Hikmet Çiftçi

Personal information
- Date of birth: 10 March 1998 (age 28)
- Place of birth: Neuss, Germany
- Height: 1.77 m (5 ft 10 in)
- Position: Midfielder

Team information
- Current team: Bandırmaspor
- Number: 6

Youth career
- 2004–2006: Vatan Neuss
- 2006–2017: 1. FC Köln

Senior career*
- Years: Team / Apps / (Gls)
- 2017–2019: 1. FC Köln II / 66 / (6)
- 2019–2020: Erzgebirge Aue / 1 / (0)
- 2020–2023: 1. FC Kaiserslautern / 69 / (2)
- 2023: → Göztepe (loan) / 12 / (0)
- 2023–2024: Tuzlaspor / 28 / (1)
- 2024–: Bandırmaspor / 61 / (2)

International career^{‡}
- 2017: Turkey U19 / 1 / (0)
- 2018–2019: Turkey U21 / 3 / (0)

= Hikmet Çiftçi =

Turkish footballer

Hikmet Çiftçi (born 10 March 1998) is a Turkish professional footballer who plays as a midfielder for TFF First League club Bandırmaspor.

==Career==
On 11 June 2019, Çiftçi signed his first professional contract with Erzgebirge Aue.
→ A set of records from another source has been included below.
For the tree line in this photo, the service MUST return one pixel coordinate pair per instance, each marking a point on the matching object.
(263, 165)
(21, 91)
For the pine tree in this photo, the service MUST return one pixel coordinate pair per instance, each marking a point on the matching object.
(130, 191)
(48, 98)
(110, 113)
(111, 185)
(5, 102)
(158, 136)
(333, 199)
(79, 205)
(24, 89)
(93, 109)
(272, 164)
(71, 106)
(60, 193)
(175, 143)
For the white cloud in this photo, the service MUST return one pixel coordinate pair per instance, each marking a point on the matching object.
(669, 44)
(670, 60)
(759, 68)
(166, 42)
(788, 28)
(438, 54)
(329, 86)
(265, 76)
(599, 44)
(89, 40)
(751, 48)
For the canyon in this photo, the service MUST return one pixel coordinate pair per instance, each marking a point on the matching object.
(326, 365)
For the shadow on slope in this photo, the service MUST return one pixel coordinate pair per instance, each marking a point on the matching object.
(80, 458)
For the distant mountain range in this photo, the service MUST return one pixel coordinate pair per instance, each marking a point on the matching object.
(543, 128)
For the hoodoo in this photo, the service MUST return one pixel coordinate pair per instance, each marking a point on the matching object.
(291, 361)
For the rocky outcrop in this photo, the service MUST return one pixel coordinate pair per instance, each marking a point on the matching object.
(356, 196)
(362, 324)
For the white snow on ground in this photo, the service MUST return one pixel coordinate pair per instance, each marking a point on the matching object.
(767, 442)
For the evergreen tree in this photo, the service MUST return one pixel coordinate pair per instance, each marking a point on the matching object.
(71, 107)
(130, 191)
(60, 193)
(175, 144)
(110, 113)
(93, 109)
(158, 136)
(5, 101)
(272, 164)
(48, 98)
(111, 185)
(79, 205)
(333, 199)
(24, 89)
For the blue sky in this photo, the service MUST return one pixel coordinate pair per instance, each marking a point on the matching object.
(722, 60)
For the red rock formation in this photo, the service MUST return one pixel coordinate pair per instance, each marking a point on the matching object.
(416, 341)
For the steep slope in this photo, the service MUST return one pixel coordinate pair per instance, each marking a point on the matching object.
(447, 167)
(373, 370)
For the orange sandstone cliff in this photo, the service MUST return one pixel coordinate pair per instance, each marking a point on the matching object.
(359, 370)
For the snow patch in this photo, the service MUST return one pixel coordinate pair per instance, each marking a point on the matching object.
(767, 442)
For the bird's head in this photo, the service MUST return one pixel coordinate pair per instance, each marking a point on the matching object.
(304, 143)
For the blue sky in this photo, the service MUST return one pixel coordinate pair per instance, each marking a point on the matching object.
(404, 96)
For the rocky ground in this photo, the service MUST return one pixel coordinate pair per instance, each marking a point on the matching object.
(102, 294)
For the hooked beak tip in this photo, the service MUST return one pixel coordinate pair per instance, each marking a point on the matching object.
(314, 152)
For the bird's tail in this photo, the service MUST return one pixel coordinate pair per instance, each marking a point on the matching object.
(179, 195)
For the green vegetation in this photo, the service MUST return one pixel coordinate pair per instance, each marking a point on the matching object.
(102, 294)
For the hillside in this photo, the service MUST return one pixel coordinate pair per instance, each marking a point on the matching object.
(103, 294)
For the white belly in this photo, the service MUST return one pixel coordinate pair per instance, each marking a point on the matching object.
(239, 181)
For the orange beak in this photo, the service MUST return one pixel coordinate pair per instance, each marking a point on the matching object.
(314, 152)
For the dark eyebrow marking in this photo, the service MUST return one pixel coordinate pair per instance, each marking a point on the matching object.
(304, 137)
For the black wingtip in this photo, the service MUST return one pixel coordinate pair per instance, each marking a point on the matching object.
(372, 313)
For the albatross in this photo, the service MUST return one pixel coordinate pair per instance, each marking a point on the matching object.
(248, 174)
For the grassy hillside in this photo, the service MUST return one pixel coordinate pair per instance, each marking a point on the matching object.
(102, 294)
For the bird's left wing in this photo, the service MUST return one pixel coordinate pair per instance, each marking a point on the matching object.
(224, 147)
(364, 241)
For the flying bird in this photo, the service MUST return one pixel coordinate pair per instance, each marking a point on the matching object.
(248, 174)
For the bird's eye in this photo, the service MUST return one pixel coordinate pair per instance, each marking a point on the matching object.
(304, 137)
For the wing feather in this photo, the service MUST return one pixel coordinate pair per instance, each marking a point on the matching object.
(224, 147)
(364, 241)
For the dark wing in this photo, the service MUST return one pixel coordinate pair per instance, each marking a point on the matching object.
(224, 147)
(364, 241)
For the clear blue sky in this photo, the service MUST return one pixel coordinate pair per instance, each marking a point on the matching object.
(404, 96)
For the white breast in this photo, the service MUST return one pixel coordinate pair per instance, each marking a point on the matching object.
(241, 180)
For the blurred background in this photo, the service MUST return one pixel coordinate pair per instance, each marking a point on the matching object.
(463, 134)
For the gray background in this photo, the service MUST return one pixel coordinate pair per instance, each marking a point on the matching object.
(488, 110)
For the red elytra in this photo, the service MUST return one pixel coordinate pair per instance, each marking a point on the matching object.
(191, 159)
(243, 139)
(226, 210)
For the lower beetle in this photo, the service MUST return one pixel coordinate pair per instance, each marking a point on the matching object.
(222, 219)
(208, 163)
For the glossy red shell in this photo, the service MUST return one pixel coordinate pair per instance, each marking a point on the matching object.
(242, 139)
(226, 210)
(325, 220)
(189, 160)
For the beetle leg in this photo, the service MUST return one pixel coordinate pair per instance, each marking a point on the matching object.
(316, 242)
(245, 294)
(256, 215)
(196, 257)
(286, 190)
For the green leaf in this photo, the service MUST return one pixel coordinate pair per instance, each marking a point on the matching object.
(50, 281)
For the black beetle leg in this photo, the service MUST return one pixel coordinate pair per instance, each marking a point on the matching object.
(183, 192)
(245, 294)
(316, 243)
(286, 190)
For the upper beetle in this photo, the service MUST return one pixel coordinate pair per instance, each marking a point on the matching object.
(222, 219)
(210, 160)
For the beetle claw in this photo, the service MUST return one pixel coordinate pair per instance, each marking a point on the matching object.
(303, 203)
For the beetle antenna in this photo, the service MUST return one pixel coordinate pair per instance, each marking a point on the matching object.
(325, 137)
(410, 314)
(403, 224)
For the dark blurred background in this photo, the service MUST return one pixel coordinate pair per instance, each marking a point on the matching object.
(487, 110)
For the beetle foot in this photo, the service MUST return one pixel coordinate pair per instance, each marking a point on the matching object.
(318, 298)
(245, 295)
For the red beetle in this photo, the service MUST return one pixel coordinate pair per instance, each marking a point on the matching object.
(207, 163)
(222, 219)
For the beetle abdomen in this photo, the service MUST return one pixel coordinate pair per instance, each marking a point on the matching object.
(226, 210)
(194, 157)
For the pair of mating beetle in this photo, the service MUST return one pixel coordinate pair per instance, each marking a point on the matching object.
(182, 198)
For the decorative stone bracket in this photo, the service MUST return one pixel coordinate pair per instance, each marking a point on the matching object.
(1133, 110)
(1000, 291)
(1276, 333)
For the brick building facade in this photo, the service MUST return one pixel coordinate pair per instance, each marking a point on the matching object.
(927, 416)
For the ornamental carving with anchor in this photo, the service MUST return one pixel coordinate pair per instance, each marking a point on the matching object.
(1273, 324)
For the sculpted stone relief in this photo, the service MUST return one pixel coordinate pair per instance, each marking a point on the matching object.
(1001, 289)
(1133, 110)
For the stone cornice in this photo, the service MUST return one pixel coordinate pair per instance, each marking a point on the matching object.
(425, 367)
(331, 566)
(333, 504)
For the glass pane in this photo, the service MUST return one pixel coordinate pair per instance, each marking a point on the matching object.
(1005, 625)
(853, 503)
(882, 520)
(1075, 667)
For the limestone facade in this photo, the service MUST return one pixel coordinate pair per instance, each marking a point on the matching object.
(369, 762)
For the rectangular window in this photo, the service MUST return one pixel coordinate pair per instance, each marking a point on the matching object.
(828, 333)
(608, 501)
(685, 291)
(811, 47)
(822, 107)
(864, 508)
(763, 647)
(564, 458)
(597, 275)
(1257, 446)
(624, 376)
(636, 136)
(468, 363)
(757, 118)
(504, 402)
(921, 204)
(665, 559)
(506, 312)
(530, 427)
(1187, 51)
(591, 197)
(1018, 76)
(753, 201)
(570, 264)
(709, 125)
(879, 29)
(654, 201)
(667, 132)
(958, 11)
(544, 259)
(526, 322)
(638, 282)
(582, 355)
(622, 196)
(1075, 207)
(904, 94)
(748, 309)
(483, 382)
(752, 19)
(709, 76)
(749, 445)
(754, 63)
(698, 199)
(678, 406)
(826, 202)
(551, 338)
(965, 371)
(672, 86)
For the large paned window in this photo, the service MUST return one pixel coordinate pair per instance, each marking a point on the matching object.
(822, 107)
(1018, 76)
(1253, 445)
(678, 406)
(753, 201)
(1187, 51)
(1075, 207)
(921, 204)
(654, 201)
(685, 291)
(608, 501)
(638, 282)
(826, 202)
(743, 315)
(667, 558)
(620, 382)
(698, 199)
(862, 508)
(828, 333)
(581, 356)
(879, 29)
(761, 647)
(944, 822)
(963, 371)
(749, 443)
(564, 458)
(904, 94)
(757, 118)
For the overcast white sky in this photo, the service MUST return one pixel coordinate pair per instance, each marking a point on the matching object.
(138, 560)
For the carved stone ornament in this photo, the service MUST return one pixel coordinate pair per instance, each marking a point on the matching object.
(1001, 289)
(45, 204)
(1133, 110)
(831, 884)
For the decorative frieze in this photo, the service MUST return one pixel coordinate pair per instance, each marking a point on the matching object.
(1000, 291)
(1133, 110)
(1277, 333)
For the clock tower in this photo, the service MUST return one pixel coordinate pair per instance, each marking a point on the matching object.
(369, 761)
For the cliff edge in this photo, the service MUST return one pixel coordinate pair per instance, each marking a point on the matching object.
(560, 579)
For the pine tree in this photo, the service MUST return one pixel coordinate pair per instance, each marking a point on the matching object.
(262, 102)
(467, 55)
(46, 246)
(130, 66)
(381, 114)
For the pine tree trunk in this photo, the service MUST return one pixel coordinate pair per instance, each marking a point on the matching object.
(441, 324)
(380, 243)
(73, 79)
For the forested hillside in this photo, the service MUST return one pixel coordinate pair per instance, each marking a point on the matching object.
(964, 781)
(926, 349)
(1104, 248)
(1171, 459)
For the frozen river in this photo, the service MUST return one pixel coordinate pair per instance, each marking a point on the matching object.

He made his professional debut with Erzgebirge Aue in a 3–1 2. Bundesliga loss to Arminia Bielefeld on 17 August 2019.

On 8 January 2020, Çiftçi transferred to 1. FC Kaiserslautern.

On 20 January 2023, he was loaned to Göztepe until the end of the season.

On 22 August 2023, his contract with Kaiserslautern was terminated by mutual consent.